TRIBUNE- D’ici 2030, selon l’OMS, 1,2 milliard de femmes seront âgées de 50 ans et plus et pourront espérer vivre plusieurs décennies après la ménopause. Cependant, le sujet reste tabou, privant la société d’une réelle richesse évolutive et sociale.
Micheline Misrahi Abadou est professeur de biochimie et de biologie moléculaire à l’Université Paris Saclay, auteur avec Boris Cyrulnik du livre Nouvelles fécondités, nouvelles familles, nouvelle humanité (Odile Jacob) ; Brigitte Gresy est ancienne présidente du HCEfh et inspectrice générale honoraire des Affaires sociales ; Nathalie Pilhes est présidente de la Plateforme d’Action Genre et Gouvernance 2 GAP.
La ménopause est un sujet resté tabou car considéré comme une fin de vie sociale, voire une pathologie. Cela conduit à une stigmatisation des personnes concernées, la fécondité étant considérée comme un élément prépondérant de la valeur ajoutée de la femme dans la plupart des sociétés. Or, selon l’OMS, 1,2 milliard de femmes seront âgées de 50 ans et plus en 2030 et pourront espérer vivre plusieurs décennies après la ménopause. Doit-on vraiment le considérer comme un effet indésirable du vieillissement, qu’il convient de passer sous silence ?
Les chiffres sont là : en France, 87 % des femmes présentent au moins un symptôme de la ménopause et 20 à 25 % souffrent de troubles sévères affectant leur qualité de vie, indique l’Inserm. Or, seulement 6 % des 14 millions de Françaises ménopausées sont soignées. En Grande-Bretagne, une enquête réalisée en 2021 a montré que, face à des symptômes de ménopause ou de préménopause, une femme sur cinq avait raté une opportunité d’avancement professionnel ; la ménopause aurait même poussé 12 % des 3 800 femmes interrogées à démissionner. Cela montre l’importance de sortir du déni. Et pour cela, il faut comprendre d’où vient cette limitation de la vie reproductive des femmes.
Un trait sélectionné au cours de l’évolution
Cela peut paraître à première vue contraire aux principes de l’évolution, car défavorable à la reproduction des gènes et à la survie de l’espèce. La ménopause ne devrait donc pas exister… à moins qu’elle n’ait été spécifiquement sélectionnée au cours de l’évolution. La ménopause semble être une caractéristique très rare : pour l’instant, sur plus de 6 000 espèces de mammifères recensées, ce trait n’a également été observé que chez cinq mammifères marins. On l’observe également chez les chimpanzés vivant dans des conditions écologiques exceptionnellement favorables.
Plusieurs explications peuvent être données à la sélection inattendue de ce trait évolutif : la ménopause semble être apparue il y a plus de 100 000 ans, au moment de l’augmentation du volume du crâne et du volume du cerveau, qui entraînait des complications obstétricales. plus fréquent. Limiter la reproduction des femmes permet de limiter les risques d’accouchements répétés susceptibles de mettre en péril leur survie, avec le risque de ne pas pouvoir élever le dernier enfant né. De plus, des dépenses énergétiques importantes sont mobilisées lors des grossesses et de l’allaitement, rien de comparable aux dépenses énergétiques de la production de spermatozoïdes, c’est pourquoi il n’y a pas d’andropause chez l’homme.

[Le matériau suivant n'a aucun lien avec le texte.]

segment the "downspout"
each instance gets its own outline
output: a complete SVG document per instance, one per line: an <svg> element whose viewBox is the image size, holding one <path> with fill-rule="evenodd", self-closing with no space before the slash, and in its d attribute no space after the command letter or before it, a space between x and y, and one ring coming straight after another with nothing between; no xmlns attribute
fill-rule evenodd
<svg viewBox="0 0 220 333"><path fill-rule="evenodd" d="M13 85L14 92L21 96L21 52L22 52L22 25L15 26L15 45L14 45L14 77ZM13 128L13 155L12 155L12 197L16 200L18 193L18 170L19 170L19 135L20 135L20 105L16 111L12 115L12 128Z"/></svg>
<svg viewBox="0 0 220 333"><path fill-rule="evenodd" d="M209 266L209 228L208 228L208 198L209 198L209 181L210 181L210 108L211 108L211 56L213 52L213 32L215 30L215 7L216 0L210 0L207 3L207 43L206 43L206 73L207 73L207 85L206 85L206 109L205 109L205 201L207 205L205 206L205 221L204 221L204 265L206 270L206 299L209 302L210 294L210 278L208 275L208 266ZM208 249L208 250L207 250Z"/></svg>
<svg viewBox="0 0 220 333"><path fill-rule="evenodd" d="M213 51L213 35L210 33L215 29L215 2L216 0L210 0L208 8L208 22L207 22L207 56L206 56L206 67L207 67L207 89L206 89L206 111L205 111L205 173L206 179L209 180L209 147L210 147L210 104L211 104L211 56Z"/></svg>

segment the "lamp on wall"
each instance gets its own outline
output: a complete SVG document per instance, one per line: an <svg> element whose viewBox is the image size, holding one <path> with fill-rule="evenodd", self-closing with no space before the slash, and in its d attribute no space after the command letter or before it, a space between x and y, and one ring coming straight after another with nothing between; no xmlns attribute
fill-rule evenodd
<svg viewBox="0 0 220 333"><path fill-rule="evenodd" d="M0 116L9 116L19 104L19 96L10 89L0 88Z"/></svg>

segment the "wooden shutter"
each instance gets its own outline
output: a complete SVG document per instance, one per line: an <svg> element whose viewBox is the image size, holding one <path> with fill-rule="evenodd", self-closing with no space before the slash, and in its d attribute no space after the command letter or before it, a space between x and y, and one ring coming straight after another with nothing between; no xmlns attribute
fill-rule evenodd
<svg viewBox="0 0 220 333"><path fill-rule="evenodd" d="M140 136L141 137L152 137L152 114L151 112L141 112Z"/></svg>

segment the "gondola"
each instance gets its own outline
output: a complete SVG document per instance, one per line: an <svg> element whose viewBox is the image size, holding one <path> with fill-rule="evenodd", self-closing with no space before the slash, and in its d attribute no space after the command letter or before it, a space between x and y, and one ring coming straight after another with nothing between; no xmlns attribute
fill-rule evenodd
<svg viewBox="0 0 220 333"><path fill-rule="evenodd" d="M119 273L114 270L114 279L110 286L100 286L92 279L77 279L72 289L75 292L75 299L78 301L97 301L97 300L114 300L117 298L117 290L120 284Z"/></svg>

Grâce aux soins apportés aux enfants et petits-enfants, dans quelques générations une femme ménopausée aura assuré la propagation de ses gènes à plus de descendance que si elle avait continué à accoucher.
Deuxième hypothèse, celle de la grand-mère : c’est la théorie du « gène égoïste » de Richard Dawkins, dans laquelle un individu est programmé pour transmettre ses gènes au maximum de descendance possible. Cependant, grâce aux soins apportés aux enfants et petits-enfants, dans quelques générations une femme ménopausée aura assuré la propagation de ses gènes à plus de descendants que si elle avait continué à accoucher. Ainsi, « aider ses proches » serait l’un des mécanismes menant à la ménopause.
De plus, la ménopause a un impact socio-économique majeur. Selon les travaux menés par l’anthropologue Hillard Kaplan, l’investissement post-reproductif dans les enfants et petits-enfants permet le transfert de connaissances à la descendance. La ménopause a également permis une réorientation de l’activité des femmes âgées vers l’acquisition de ressources nécessaires à la survie du groupe, comme la nourriture ou la recherche de plantes médicinales. Dans les sociétés contemporaines de chasseurs-cueilleurs, les femmes âgées auraient une plus grande productivité économique. Elles ne sont pas les seules : les « globicéphales » ménopausées font également preuve de leadership en dirigeant le groupe vers des zones d’alimentation, un comportement essentiel à la survie du groupe.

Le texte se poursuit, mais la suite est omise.